Florent Marcellesi (born 1979) is a French politician and activist based in Spain. Federal Co-Spokesperson of Equo from 2020 to 2024, he previously served as Member of the European Parliament from 2016 to 2019.

== Biography ==
Born on 10 April 1979 in Angers, France, he is son to a Corsican father and a Polish mother. He studied road engineering in Lyon, and urbanism at Sciences Po in Paris as well as international cooperation at the University of the Basque Country.

Involved with the French Greens since 2002, Marcellesi, based in Bilbao since 2004, later joined Berdeak-Los Verdes, a Green party operating in the Basque Country, running as leading candidate of the latter's party in the 2007 Bilbao municipal election. He also promoted the "Platform for Decent Housing" as well as became a member of Desazkundea, a group advocating for degrowth positions.

One of the members of the foundational committee that created Equo in 2011, in March 2014 Marcellesi won the party primaries intended to determine the leading candidate for the upcoming May 2014 European Parliament election in Spain. Thus, he ran second in the Primavera Europea coalition list after Jordi Sebastià (from Compromís). He became a member of the European Parliament on 11 October 2016, following the early renouncement of Sebastià (already agreed as part of the 2014 coalition deal between Compromís and Equo).

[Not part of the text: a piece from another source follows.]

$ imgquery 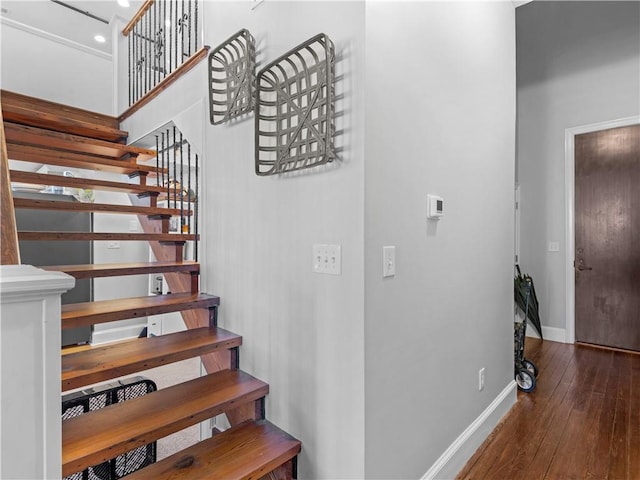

Integrated within the Greens–European Free Alliance political group (Greens/EFA), Marcellesi served as member of the Committee on Agriculture and Rural Development, the Committee on Women's Rights and Gender Equality, the Delegation for relations with the Maghreb countries and the Arab Maghreb Union, and the Delegation to the Parliamentary Assembly of the Union for the Mediterranean.

Equo members elected Marcellesi as Federal Co-Spokesperson of the party along Inés Sabanés in February 2020.